Promising strategies to detect postoperative minimal residual disease through identification of circulating tumor DNA (ctDNA) have been described in CRC. In a cohort of 130 patients with stage I to III CRC, those who were ctDNA positive at postoperative day 30 were 7 times more likely to relapse than those who were ctDNA negative (HR, 7.2; 95% CI, 2.7-19.0; P < .001).28 Notably, those who were ctDNA positive following completion of adjuvant chemotherapy were 17 times more likely to relapse (HR, 17.5; 95% CI, 5.4-56.5; P < .001). In multivariate analyses, ctDNA status was independently associated with relapse after adjusting for known clinicopathologic risk factors. In addition, serial ctDNA analyses revealed disease recurrence up to 16.5 months ahead of standard radiologic imaging.

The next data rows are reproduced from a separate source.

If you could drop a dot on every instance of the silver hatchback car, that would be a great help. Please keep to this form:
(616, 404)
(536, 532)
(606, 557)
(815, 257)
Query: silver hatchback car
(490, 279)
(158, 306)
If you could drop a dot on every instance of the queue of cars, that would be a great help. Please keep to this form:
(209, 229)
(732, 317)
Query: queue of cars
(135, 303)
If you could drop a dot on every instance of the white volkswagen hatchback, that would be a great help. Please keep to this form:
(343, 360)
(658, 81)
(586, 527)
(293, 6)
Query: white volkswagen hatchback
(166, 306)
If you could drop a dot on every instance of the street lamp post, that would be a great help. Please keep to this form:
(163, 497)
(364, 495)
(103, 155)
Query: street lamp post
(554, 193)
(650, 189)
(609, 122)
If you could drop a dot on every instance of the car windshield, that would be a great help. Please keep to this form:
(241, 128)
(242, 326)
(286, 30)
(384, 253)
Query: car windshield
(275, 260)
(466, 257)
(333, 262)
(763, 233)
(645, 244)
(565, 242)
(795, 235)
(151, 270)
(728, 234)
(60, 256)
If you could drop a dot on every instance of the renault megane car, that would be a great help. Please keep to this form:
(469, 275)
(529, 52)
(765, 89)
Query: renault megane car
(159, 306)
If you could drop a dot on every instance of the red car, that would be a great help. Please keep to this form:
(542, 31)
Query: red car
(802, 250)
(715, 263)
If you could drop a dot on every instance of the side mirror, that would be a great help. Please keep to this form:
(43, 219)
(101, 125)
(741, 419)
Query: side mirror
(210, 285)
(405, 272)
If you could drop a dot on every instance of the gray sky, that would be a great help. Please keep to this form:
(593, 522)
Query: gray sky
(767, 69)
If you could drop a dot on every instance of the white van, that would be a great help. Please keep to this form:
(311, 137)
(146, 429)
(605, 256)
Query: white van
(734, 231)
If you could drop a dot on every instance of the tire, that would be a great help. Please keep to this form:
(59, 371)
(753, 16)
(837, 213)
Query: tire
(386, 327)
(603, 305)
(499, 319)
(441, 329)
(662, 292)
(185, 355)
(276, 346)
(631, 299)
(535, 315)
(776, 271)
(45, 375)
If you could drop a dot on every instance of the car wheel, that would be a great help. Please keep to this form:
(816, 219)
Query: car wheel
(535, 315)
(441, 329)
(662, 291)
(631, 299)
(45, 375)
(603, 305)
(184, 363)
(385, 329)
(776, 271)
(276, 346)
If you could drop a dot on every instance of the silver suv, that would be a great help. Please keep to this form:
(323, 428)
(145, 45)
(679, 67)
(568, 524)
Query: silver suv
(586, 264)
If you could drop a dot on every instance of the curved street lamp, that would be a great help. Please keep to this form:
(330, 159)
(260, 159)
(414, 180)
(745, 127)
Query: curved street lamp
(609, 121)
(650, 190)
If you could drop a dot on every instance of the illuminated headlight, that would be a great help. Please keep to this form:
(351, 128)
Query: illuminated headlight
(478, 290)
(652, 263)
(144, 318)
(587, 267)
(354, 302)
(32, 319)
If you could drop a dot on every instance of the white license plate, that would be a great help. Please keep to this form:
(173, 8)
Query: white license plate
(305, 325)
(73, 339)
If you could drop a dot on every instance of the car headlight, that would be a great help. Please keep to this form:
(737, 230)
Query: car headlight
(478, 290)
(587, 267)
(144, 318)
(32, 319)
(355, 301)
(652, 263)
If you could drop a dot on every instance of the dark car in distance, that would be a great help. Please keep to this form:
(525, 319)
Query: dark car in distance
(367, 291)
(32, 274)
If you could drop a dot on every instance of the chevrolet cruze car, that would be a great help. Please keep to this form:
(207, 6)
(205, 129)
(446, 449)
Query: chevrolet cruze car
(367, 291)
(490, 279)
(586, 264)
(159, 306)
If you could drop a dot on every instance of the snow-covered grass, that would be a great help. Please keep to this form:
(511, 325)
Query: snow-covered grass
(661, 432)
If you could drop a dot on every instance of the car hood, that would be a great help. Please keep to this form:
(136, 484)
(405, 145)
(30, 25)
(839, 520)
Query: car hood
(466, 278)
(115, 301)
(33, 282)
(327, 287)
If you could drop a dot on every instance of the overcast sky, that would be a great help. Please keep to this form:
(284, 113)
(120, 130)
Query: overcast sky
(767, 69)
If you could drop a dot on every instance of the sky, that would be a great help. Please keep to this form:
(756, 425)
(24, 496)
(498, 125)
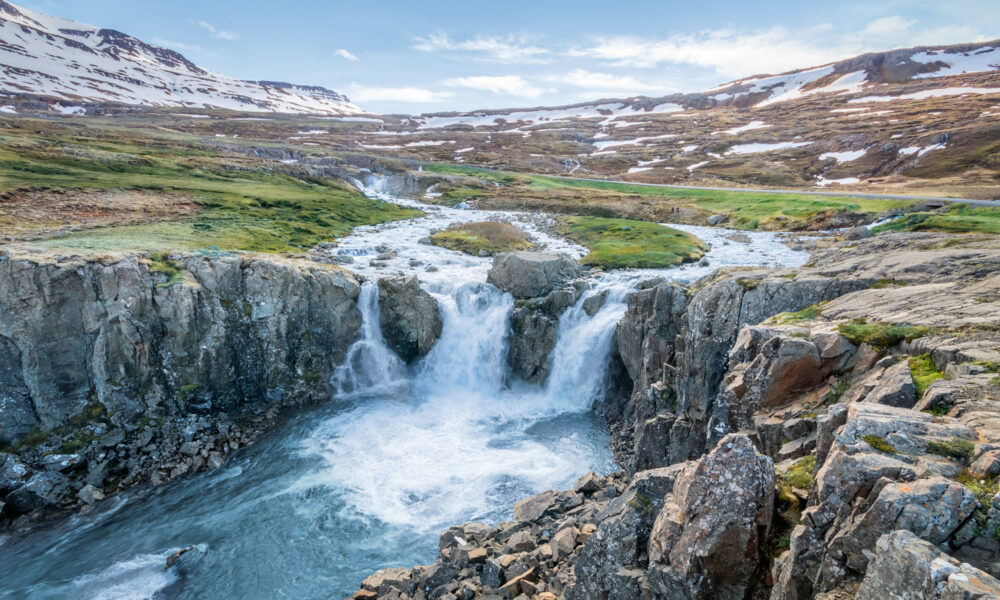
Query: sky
(393, 56)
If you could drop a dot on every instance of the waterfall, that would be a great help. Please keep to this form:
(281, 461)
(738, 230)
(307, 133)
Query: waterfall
(580, 358)
(471, 355)
(370, 365)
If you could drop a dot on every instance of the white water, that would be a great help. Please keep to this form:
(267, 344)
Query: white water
(403, 451)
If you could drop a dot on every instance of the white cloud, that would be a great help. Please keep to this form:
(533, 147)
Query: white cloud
(742, 53)
(413, 95)
(603, 81)
(506, 49)
(726, 51)
(179, 46)
(343, 53)
(218, 33)
(510, 85)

COBRA (NCT04068103), a randomized phase 2/3 study, is under way to evaluate ctDNA as a predictive biomarker in adjuvant chemotherapy of patients with stage IIA CC.
Given the demonstrated benefit of immunotherapy in MSI-H metastatic CRC, an ongoing phase 3 study (NCT02912559) is evaluating the benefit of atezolizumab (Tecentriq) plus chemotherapy compared with chemotherapy alone in patients with stage III CC and MSI-H tumors. Furthermore, the optimistic results of genome-guided personalized therapy in metastatic disease, such as targeted therapy for patients who harbor BRAF V600E mutation, HER2 amplification, and NTRK fusion, provide hope that investigators will be able to address the potential benefit of targeted therapy in localized disease.
Most patients with stage II and III CC are cured by surgery only. The identification of a subgroup of patients who need adjuvant chemotherapy thus far has been inaccurate. The decision to offer adjuvant chemotherapy based on the classical clinicopathologic factors induces a high risk of both overtreatment and undertreatment. The incorporation of prognostic and predictive biomarkers, such as Immunoscore and ctDNA, has the potential to bring precision medicine to the adjuvant therapy of CC.
The IDEA collaboration has brought vital elements to the shared decision-making process among patients and oncologists, who should consider the benefits of each regimen, its duration, and the treatment-related AEs, as well as the patient’s preferences, age, comorbidities, and expectations in the choice of adjuvant therapy.
In summary, it is acceptable to offer 3 months of CAPOX for patients with stage T1-3, N1 CC. Patients with T4 or N2 disease should be considered for 6-month oxaliplatin-based therapy, or 3 months of CAPOX if a minimal loss of benefit in DFS and OS is agreeable. Tumor deposits have demonstrated use as a robust prognostic factor, and their influence in determining the duration of adjuvant therapy should be carefully examined in further studies.
Although randomized clinical trials designed to specifically address the benefit of oxaliplatin in the adjuvant therapy of high-risk stage II CC hare not finished, the standard of care remains fluoropyrimidine alone. Patients with stage II CC who have fewer than 12 lymph nodes examined or with T4, N0 disease may be considered for 3 months of CAPOX.